Im Grunde sind es die Kernziele der KddR bzw. BdR-Rückenschule, die bei der Stärkung der Rückengesundheit eine zentrale Rolle spielen.

Als fachlicher Leiter des RGZ-Therapeutenteams koordiniere ich die Therapieabläufe (auch mit den weiteren Physiotherapeuten*innen) und bin für die interne Kommunikation im interdisziplinären Team sowie für die Evaluation verantwortlich.

 

Warum haben Sie sich für das QuellenTherme-Gesundheits-Center in Bad Wildungen-Reinhardshausen als Standort entschieden?

Für ein RückenGesundheitsZentrum sind neben einem erfahrenen interdisziplinären Therapeutenteam gute räumliche Voraussetzungen notwendig. Zwingend erforderlich sind freundlich gestaltete Behandlungsräume, ein spezieller Raum für Meditationen oder Entspannungsverfahren, eine großzügige Trainingsfläche für freies oder gerätegestütztes Training und eine Möglichkeit in der freien Natur z.B. Waldbaden oder Outdooraktivitäten durchführen zu können. Das QuellenTherme-GesundheitsCenter überbietet diese Voraussetzungen noch und kann zusätzlich ein Thermalbad und ein angegliedertes Hotel für Kuren anbieten. In unmittelbarer Nähe befinden sich der größte Kurpark Europas und ein Waldgebiet.

 

Im RückenGesundheitsZentrum Bad Wildungen-Reinhardshausen bieten Sie ambulante Maßnahmen und Rückengesundheitskuren an. Welche Therapie und Gesundheitsförderungsmaßnahmen sind dabei enthalten?

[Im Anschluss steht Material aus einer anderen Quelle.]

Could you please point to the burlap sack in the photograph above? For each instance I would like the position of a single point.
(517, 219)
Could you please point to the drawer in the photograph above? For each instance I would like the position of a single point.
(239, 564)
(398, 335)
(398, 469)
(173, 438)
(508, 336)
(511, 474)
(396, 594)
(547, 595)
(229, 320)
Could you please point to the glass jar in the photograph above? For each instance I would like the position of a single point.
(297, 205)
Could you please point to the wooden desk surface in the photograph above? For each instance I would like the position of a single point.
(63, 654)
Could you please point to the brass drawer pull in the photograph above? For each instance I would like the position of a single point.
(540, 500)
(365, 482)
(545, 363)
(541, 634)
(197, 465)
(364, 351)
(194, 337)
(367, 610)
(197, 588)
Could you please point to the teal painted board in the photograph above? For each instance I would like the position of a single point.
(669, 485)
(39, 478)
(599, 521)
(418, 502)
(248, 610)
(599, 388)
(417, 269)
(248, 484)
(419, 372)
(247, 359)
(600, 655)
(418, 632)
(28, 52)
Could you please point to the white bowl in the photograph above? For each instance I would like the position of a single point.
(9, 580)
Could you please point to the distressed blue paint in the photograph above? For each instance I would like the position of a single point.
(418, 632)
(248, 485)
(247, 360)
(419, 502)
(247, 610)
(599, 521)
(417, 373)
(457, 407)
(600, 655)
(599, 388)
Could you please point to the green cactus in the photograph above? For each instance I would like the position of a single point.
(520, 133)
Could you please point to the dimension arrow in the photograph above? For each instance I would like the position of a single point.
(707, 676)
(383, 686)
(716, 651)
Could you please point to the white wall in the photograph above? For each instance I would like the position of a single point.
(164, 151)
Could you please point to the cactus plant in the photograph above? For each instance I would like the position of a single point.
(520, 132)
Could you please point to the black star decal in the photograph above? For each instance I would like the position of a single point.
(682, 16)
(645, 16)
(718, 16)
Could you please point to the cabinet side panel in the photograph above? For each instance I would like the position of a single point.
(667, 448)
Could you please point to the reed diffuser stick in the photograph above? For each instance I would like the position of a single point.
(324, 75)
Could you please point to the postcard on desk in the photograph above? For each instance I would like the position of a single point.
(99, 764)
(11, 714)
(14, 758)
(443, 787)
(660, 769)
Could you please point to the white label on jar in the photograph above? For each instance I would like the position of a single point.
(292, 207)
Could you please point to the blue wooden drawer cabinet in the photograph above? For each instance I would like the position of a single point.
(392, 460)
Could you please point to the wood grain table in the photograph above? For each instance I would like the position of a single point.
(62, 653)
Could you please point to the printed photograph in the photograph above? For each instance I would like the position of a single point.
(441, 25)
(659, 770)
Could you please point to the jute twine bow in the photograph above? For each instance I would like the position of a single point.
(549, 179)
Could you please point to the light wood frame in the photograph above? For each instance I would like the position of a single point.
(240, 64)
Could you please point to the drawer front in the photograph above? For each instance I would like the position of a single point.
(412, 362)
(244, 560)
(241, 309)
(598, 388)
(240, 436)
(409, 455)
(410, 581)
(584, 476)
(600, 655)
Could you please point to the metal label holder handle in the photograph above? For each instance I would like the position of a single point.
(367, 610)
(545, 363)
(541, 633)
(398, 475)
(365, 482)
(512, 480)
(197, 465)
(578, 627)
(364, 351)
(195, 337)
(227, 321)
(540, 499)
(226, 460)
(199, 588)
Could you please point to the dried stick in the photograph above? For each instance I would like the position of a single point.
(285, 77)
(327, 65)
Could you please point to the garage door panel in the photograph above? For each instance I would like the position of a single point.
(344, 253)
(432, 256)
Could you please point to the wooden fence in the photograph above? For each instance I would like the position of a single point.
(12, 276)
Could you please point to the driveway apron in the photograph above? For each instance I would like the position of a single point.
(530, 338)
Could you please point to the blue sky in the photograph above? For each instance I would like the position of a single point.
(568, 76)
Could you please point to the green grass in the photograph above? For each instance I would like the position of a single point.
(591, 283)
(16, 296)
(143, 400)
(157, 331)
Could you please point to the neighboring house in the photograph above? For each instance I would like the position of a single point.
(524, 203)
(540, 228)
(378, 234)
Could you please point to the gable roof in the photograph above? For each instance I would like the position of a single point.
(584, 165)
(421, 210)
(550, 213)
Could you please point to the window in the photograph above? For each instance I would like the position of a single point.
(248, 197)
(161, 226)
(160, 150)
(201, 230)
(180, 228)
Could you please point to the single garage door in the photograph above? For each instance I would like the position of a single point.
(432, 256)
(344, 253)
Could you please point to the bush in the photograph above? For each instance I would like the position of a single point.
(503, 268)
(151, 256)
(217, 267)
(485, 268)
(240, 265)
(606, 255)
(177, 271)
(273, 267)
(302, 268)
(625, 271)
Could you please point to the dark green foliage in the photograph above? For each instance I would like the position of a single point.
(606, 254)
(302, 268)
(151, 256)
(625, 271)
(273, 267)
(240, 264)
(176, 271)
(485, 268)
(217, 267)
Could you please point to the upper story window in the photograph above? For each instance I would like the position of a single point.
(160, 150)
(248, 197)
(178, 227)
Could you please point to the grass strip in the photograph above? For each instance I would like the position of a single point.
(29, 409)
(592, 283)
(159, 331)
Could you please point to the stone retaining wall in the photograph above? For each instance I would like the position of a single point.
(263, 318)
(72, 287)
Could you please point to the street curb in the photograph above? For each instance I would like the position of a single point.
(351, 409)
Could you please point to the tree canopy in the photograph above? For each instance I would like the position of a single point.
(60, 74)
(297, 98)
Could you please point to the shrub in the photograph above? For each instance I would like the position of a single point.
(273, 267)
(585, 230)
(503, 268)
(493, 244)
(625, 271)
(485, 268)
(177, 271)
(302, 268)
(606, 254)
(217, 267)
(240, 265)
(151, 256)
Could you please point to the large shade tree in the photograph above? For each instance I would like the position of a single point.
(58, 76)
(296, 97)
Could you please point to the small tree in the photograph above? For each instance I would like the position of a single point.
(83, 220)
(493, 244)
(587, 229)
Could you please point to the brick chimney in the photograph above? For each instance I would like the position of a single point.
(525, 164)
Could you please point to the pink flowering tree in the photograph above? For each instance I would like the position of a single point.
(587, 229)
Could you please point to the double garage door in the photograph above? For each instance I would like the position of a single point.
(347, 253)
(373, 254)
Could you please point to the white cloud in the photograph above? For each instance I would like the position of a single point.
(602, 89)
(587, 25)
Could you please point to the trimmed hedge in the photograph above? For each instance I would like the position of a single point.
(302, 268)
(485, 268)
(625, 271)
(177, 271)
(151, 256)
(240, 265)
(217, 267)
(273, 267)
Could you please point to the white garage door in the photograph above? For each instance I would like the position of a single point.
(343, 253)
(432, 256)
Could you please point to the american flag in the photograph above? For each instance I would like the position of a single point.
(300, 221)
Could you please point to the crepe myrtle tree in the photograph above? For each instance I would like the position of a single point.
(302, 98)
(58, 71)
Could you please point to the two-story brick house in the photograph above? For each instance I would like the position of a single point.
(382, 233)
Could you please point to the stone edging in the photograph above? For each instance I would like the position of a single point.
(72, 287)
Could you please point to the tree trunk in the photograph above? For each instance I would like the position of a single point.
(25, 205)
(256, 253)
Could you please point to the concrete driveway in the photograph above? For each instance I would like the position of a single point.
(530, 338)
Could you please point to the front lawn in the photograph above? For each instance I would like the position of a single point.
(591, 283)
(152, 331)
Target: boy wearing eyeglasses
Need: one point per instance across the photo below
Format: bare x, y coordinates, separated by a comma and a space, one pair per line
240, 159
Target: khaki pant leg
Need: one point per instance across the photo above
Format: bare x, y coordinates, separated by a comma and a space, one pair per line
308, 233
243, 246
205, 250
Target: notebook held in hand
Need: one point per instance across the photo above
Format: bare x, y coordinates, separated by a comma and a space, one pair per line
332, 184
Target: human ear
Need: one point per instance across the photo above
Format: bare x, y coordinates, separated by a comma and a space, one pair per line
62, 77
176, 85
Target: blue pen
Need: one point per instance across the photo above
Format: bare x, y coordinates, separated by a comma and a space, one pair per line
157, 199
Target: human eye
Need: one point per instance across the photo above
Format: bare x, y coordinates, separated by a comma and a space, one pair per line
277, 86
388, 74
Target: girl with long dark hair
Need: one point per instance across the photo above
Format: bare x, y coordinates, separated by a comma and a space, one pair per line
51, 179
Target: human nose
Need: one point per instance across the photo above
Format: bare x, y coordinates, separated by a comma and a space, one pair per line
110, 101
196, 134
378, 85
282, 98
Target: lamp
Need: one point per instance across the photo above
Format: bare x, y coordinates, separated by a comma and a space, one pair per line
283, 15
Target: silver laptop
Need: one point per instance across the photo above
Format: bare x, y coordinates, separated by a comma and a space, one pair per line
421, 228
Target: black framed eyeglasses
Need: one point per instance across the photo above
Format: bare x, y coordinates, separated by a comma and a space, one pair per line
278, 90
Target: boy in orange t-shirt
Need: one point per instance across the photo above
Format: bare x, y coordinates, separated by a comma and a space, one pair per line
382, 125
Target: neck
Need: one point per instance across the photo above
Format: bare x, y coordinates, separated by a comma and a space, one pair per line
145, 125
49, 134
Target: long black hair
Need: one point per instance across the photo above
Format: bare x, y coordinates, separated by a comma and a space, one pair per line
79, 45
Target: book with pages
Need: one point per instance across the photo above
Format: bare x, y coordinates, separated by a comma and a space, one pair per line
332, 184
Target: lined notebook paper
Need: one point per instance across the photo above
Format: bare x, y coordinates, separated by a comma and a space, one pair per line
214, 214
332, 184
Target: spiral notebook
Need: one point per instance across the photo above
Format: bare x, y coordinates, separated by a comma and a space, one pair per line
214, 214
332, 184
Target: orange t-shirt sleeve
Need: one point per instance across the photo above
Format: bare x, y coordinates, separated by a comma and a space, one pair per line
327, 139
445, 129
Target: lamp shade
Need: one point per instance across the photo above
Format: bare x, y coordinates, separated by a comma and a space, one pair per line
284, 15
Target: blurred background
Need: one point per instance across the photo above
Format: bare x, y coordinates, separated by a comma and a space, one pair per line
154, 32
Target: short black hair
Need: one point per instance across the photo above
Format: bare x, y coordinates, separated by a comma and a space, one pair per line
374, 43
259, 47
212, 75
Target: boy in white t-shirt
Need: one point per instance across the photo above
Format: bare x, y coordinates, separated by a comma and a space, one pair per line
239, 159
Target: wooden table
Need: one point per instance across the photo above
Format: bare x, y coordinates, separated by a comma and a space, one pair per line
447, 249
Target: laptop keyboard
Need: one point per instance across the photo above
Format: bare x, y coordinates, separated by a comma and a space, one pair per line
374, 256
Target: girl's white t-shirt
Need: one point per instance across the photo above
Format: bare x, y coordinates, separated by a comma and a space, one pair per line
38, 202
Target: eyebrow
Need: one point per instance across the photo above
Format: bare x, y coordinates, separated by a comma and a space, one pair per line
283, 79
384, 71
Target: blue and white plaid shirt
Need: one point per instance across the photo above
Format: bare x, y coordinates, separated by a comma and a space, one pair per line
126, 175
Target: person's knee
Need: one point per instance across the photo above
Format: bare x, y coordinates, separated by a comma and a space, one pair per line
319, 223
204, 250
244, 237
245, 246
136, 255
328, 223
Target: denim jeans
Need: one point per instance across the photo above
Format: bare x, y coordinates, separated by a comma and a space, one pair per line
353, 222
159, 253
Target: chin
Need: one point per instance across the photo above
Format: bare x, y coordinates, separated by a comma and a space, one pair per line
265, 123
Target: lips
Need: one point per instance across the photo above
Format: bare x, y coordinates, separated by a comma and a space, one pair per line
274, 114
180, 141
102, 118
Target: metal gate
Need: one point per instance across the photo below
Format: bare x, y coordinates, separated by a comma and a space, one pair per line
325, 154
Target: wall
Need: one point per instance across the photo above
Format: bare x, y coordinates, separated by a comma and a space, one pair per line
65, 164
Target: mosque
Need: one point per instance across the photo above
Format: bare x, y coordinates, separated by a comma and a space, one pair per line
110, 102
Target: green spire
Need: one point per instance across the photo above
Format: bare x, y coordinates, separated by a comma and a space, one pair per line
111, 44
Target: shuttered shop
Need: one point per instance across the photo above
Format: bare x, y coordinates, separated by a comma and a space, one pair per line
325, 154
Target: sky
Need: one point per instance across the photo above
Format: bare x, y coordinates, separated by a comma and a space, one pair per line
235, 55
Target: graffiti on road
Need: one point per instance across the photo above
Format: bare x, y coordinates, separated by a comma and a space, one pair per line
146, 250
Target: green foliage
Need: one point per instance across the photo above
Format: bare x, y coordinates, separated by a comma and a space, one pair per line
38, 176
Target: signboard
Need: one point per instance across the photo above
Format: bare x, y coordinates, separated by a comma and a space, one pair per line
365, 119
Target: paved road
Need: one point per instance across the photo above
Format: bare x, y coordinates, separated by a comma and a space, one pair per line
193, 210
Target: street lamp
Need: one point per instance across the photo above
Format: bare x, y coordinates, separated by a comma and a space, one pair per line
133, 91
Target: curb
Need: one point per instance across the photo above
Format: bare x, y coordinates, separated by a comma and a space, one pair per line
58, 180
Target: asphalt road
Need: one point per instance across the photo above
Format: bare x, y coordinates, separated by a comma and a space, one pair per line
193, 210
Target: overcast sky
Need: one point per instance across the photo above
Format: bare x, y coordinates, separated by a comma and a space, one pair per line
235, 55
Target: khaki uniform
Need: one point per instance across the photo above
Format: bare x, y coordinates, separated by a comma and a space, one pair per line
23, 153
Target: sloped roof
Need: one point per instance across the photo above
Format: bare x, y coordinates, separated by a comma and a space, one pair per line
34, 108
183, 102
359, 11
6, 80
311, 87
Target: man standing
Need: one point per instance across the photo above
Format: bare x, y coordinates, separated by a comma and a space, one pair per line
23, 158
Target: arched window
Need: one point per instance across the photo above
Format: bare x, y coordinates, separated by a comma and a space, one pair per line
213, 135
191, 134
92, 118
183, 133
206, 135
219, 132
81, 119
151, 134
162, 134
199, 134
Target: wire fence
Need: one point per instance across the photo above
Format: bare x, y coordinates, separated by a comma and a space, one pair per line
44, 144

Die Planung der Rückengesundheits-Maßnahmen sind selbstverständlich immer individuell auf den betroffenen Patienten ausgerichtet. Zu den wichtigsten Bausteinen gehören:

• Orthopädisches Check-up, eingehende Untersuchung durch den Orthopäden
• Physiotherapeutisches Check-up - eingehende physiotherapeutische Befundung und Therapieplanerstellung
• Istanalyse, mentales und psychisches Wohlbefinden und Planung des Achtsamkeits- und Resilienz Coaching
• gezielte Physiotherapie mit Anleitung aktiver Bewältigungsstrategien
• täglich geräteunterstütztes Rückenfittraining
• ADL – Coaching, Haltungs- und Bewegungsschulung, Ergonomie mit Bewältigungstraining für die Aktivitäten des täglichen Lebens
• Rückenfit Bewegungsbad Einzel
• Waldbaden
• Rückenfit Yoga
• Entspannung-, Achtsamkeits- und Resilienz-Coaching
• Naturfango
• Nachhaltigkeits-Coaching

 

Fragen an Dr. med. OLIVER MEIER - Facharzt für Orthopädie, Unfallchirurgie, Sportmedizin, spezielle Schmerztherapie und physikalische Therapie

Herr Dr. Meier, was hat Sie bewogen bei der Gründung eines Rücken Gesundheits Zentrum mitzuwirken?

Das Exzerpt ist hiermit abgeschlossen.